Real-time data plays a critical role in detecting and preventing fraud. Policyholders may make illegitimate claims, whether deliberately or accidentally. With current information, insurance companies can detect anomalies and discrepancies in documents and evidence.
Whether a policyholder deliberately fakes an accident to fabricate an insurance claim, misrepresents an accident to receive a bigger payout, or accidentally omits important information when making a claim, real-time detection can help.
Machine learning (ML) models are especially useful because they can calculate large datasets. One study published in 2024 found that effective ML models could drastically reduce health care fraud and minimize the resources needed to investigate probable fraud.

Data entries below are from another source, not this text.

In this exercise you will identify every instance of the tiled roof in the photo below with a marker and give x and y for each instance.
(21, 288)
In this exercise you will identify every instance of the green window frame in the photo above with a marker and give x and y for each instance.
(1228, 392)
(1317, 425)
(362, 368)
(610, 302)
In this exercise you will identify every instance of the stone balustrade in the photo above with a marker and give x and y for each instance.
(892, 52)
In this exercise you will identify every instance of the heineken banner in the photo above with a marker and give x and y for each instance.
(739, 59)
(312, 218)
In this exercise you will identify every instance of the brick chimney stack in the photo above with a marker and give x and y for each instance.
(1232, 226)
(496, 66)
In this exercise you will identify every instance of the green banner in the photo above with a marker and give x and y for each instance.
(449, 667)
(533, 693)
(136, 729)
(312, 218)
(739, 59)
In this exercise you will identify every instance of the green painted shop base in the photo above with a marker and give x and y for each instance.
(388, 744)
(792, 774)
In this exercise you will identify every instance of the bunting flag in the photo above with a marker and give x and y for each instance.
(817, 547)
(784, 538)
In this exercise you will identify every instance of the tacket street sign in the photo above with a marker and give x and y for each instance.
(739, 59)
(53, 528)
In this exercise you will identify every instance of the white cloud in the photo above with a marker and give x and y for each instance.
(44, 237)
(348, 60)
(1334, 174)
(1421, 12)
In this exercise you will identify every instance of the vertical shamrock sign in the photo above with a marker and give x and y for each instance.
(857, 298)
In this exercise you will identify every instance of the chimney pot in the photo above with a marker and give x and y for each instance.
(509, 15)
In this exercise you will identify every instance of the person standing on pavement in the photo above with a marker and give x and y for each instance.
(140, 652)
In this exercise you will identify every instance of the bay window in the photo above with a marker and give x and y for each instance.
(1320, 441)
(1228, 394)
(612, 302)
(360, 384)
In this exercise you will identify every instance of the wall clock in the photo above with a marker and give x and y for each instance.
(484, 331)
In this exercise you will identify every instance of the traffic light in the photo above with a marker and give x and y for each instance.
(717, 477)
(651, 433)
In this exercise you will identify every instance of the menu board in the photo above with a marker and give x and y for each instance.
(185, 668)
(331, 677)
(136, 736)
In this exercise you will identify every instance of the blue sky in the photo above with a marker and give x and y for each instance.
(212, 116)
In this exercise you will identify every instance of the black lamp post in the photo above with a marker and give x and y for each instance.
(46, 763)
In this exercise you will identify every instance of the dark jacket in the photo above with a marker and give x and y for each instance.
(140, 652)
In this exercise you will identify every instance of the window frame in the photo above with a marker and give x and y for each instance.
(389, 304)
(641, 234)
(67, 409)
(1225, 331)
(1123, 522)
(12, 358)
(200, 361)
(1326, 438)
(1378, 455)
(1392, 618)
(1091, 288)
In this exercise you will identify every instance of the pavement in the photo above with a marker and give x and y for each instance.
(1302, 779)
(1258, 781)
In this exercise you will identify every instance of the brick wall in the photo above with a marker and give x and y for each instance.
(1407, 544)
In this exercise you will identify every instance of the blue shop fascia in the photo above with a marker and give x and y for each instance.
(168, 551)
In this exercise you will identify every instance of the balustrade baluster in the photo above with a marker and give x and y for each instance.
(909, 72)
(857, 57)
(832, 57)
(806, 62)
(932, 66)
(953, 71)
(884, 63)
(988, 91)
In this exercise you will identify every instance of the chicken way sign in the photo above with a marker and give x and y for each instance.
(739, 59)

When integrating real-time data collection and fraud detection technology, a human set of eyes must still assess those activities and make the final decision. Predictive analytics and models are only meant to display information and are still not perfect in their structure.
Privacy and Compliance Considerations
Insurers must, of course, comply with privacy laws. A significant example is the European Union’s General Data Protection Regulation (GDPR), which extends its protection beyond its borders.
A U.S. company may only receive personal data from an EU resident in accordance with GDPR guidelines. Insurers that provide services to individuals in the EU must comply with GDPR regulations, regardless of where the insurance company is registered.
Select U.S. data protection laws also exist and prioritize the protection of policyholders. For instance, the Insurance Information and Privacy Protection Act (IIPPA) covers California residents, while the Health Insurance Portability and Accountability Act (HIPAA) protects an individual’s medical records and personal health information. Another important law is the Gramm-Leach-Bliley Act, which requires companies that offer financial services to explain their information-sharing policies to customers.
Technological advancements like blockchain can provide data privacy advantages to insurance policymakers and holders. It’s designed to protect confidential and sensitive information by decentralizing control and using encryption to ensure data is inaccessible to unauthorized users.
Blockchain technology maintains the system's integrity and gives users peace of mind that their data is protected. Insurance companies also implement traditional cybersecurity protocols to mitigate cyberattacks.
Revamped Policy Structures
Effective insurance policies protect policyholders. The best insurance policies are tailored to the individual and take market conditions into account. These policies help foster the relationship between companies and people. However, policies created using outdated information benefit neither party. In fact, they may diminish policyholder trust and lead to adverse financial outcomes.
Real-time data collection is a key asset for insurance professionals. They can gain more updated information about their current and potential policyholders and resolve some of the issues associated with using historical data. With real-time data, your company can better assess risks and create a better relationship with customers.